When you are ready to apply for a mortgage loan, your lender will ask you for all sorts of financial information. One of the things lenders do with this data is to calculate your debt-to-income (DTI) ratio. A DTI ratio is one of the most basic methods lenders use to determine how much of a monthly mortgage payment you can afford.
You can calculate this number before talking to a lender so that there will be no surprises about how much you might expect to borrow. First, total all your monthly liabilities – including the potential housing payment - and divide that number by your gross monthly income. The resulting percentage is your DTI ratio. In order to qualify for a mortgage, your DTI must come in under a certain number. That number can vary depending on lender and loan program but is almost always lower than 50%.
The DTI is commonly broken into two parts: the front-end DTI and the back-end DTI. The typically maximum accepted front- and back-end ratio is 28/36.
The front-end DTI determines the impact your new mortgage payment will have on your monthly income. It is calculated by dividing your potential mortgage payment – including the taxes, insurance and any HOAs - by your gross monthly income. For most conventional, conforming loans this number should be lower than 28%. For example, let’s say your gross monthly income is $10,000 and your new payment will be $2,000. That would give you a front-end ratio of 20%, an acceptable rate for most underwriting standards. The lower the ratio, lenders figure, the more disposable income you will have to deal with life’s emergencies.
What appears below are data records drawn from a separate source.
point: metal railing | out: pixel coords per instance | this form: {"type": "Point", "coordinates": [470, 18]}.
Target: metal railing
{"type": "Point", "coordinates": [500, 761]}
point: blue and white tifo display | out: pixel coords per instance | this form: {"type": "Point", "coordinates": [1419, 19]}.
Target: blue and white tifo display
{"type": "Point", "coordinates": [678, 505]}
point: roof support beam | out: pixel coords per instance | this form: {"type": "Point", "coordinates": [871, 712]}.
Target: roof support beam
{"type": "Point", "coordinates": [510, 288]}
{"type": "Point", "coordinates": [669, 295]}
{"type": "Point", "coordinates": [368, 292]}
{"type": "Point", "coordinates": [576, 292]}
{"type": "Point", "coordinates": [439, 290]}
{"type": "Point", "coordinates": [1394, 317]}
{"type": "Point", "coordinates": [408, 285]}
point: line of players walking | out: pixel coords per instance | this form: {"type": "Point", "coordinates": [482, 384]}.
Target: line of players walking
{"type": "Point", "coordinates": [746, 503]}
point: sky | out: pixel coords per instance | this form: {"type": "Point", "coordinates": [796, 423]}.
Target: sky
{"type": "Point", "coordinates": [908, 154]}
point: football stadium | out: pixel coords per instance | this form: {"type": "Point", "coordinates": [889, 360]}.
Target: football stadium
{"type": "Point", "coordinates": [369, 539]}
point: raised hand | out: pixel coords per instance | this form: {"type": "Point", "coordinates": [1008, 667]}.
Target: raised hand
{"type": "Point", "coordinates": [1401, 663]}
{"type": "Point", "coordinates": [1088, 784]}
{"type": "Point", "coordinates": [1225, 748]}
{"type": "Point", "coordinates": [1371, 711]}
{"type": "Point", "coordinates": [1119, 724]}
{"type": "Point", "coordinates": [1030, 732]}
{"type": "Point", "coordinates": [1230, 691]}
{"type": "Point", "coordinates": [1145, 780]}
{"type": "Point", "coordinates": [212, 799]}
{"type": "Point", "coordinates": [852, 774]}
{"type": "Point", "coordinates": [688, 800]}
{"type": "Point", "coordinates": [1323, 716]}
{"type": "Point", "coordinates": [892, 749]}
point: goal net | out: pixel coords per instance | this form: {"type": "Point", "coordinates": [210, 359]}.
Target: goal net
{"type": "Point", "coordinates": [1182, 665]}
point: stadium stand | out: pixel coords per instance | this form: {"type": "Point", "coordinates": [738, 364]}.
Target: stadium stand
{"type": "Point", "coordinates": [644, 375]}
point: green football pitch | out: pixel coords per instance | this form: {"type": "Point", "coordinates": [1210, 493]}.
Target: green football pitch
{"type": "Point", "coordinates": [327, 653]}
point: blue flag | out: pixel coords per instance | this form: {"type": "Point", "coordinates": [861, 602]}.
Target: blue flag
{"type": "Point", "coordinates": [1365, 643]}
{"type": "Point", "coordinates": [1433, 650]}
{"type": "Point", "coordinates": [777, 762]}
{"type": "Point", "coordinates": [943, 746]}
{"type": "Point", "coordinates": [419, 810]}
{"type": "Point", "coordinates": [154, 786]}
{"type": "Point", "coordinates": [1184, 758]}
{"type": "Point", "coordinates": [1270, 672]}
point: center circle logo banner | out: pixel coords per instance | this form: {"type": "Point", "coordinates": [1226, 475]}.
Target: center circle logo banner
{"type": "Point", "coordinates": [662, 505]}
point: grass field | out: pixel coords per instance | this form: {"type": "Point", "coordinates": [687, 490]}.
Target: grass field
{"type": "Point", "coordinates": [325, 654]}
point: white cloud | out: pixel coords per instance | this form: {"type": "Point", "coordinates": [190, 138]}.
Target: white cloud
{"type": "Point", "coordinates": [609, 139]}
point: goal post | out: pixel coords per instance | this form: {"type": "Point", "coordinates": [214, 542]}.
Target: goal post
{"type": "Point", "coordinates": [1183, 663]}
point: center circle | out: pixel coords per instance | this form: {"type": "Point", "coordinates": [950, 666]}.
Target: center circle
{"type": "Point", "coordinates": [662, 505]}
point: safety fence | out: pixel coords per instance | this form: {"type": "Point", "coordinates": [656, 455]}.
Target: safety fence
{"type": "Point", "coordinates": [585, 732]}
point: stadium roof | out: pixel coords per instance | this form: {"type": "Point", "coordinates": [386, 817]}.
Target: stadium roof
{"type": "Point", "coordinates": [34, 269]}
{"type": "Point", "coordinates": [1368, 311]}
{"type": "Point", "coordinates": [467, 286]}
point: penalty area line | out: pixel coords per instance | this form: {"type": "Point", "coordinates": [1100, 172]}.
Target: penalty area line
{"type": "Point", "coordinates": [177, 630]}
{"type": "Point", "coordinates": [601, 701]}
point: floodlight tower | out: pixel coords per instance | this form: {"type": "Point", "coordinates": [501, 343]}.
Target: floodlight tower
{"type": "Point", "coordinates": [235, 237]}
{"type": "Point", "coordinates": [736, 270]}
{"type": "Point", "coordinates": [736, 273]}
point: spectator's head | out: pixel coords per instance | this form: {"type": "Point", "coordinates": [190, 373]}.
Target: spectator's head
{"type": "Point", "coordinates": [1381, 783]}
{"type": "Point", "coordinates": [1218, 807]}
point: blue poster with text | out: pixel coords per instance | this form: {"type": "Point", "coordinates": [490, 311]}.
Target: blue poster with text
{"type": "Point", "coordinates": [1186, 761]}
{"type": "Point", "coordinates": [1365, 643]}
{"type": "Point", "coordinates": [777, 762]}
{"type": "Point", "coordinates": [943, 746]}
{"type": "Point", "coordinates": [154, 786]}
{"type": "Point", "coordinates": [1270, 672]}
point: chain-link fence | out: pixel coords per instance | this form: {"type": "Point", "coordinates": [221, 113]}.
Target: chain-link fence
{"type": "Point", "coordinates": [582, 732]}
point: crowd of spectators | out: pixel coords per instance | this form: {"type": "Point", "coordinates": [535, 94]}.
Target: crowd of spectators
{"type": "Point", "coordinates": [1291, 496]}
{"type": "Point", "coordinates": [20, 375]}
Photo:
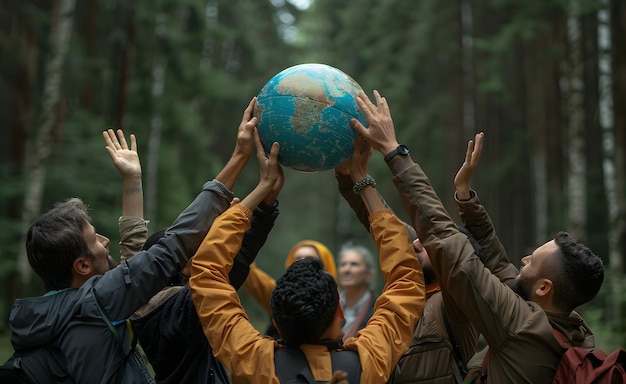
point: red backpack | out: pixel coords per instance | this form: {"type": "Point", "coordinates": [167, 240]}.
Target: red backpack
{"type": "Point", "coordinates": [581, 366]}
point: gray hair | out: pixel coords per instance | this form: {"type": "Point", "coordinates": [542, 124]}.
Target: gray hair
{"type": "Point", "coordinates": [365, 253]}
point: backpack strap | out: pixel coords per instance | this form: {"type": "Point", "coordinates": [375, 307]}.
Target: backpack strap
{"type": "Point", "coordinates": [130, 353]}
{"type": "Point", "coordinates": [483, 369]}
{"type": "Point", "coordinates": [561, 338]}
{"type": "Point", "coordinates": [461, 370]}
{"type": "Point", "coordinates": [292, 366]}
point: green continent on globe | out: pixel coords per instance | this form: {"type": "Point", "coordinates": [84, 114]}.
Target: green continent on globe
{"type": "Point", "coordinates": [307, 109]}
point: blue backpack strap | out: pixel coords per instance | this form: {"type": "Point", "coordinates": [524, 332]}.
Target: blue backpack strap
{"type": "Point", "coordinates": [292, 366]}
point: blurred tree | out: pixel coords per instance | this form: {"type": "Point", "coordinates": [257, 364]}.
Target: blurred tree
{"type": "Point", "coordinates": [60, 35]}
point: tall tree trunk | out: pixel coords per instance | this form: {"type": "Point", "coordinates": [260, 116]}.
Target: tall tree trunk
{"type": "Point", "coordinates": [127, 59]}
{"type": "Point", "coordinates": [537, 123]}
{"type": "Point", "coordinates": [467, 68]}
{"type": "Point", "coordinates": [156, 123]}
{"type": "Point", "coordinates": [576, 186]}
{"type": "Point", "coordinates": [616, 221]}
{"type": "Point", "coordinates": [61, 32]}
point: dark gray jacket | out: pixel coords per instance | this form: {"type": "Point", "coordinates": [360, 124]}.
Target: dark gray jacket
{"type": "Point", "coordinates": [72, 319]}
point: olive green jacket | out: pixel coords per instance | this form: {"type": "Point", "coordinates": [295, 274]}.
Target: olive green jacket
{"type": "Point", "coordinates": [430, 358]}
{"type": "Point", "coordinates": [522, 346]}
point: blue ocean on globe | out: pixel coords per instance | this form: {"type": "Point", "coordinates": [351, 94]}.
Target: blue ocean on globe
{"type": "Point", "coordinates": [307, 109]}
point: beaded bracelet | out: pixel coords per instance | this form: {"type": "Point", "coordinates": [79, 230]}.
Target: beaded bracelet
{"type": "Point", "coordinates": [364, 183]}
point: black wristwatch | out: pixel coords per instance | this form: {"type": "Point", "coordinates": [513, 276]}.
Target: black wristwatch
{"type": "Point", "coordinates": [401, 150]}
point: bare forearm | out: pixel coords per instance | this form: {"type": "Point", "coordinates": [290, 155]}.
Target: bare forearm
{"type": "Point", "coordinates": [132, 198]}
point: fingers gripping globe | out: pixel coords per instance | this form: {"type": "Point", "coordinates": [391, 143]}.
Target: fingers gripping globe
{"type": "Point", "coordinates": [307, 109]}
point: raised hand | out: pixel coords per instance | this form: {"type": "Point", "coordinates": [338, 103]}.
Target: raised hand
{"type": "Point", "coordinates": [268, 165]}
{"type": "Point", "coordinates": [125, 159]}
{"type": "Point", "coordinates": [380, 132]}
{"type": "Point", "coordinates": [464, 175]}
{"type": "Point", "coordinates": [245, 141]}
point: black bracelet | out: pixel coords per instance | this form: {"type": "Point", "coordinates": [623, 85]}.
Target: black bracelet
{"type": "Point", "coordinates": [364, 183]}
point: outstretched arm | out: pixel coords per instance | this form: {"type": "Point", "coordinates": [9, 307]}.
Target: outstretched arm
{"type": "Point", "coordinates": [132, 226]}
{"type": "Point", "coordinates": [475, 217]}
{"type": "Point", "coordinates": [126, 160]}
{"type": "Point", "coordinates": [231, 335]}
{"type": "Point", "coordinates": [243, 149]}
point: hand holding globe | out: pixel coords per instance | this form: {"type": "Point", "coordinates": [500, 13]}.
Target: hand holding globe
{"type": "Point", "coordinates": [307, 109]}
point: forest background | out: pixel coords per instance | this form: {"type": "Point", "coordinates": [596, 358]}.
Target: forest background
{"type": "Point", "coordinates": [544, 79]}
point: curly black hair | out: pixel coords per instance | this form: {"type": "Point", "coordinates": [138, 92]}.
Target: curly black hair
{"type": "Point", "coordinates": [579, 273]}
{"type": "Point", "coordinates": [304, 302]}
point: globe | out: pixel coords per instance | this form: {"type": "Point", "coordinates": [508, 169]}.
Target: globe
{"type": "Point", "coordinates": [307, 109]}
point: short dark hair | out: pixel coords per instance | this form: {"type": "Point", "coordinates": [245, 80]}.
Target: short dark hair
{"type": "Point", "coordinates": [579, 273]}
{"type": "Point", "coordinates": [55, 240]}
{"type": "Point", "coordinates": [304, 302]}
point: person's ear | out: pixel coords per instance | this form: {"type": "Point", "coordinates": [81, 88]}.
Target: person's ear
{"type": "Point", "coordinates": [339, 312]}
{"type": "Point", "coordinates": [276, 326]}
{"type": "Point", "coordinates": [544, 288]}
{"type": "Point", "coordinates": [82, 266]}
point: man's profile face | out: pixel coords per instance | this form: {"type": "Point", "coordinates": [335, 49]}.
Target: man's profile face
{"type": "Point", "coordinates": [532, 270]}
{"type": "Point", "coordinates": [98, 246]}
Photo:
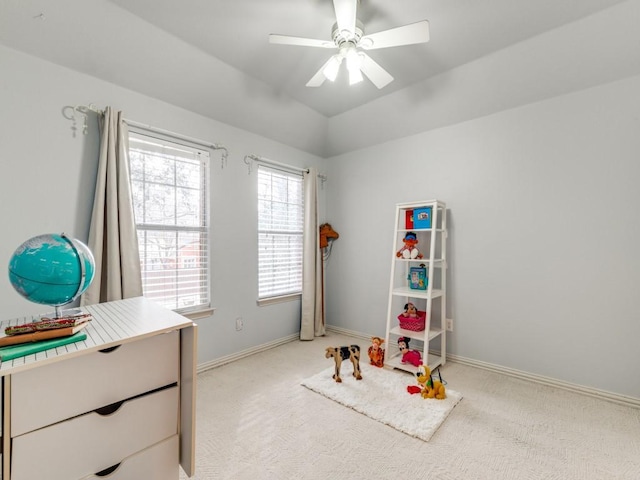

The last half of the DTI ratio takes into account all your other monthly debts. The back-end ratio is more important than the front-end ratio as it gives your lender a more complete picture of the total debt load you will carry once you begin your mortgage payments. To calculate the back-end ratio, figure out how much you pay monthly in total debt – student loans, car payments, credit card bills, other loans, etc. Add to this figure the proposed mortgage payment and then divide that total by your gross monthly income. If your potential mortgage payment is $2,000 and all your other monthly liabilities add up to $1,500, then you would divide $3,500 by your $10,000 gross monthly income to get a rate of 35%. Most lenders look for a maximum back end ratio of 36%.
Some lenders and digital underwriting systems will allow for greater DTIs if you have a large down payment, excellent credit or ample assets. Some government-backed loan programs, like FHA and VA loans, may also accept higher DTIs. On the other hand, if you want a conventional loan or are not planning to contribute much of a down payment or have poor credit, your lender may require an even lower DTI ratio. The DTI is all about determining how much of a risk you are as a borrower.
By calculating your debt-to-income ratio, you can give yourself a heads-up about how likely you are to qualify for a mortgage loan. If your DTI is not within typical bounds, you can work to reduce your monthly liabilities before applying and increase your chances of approval.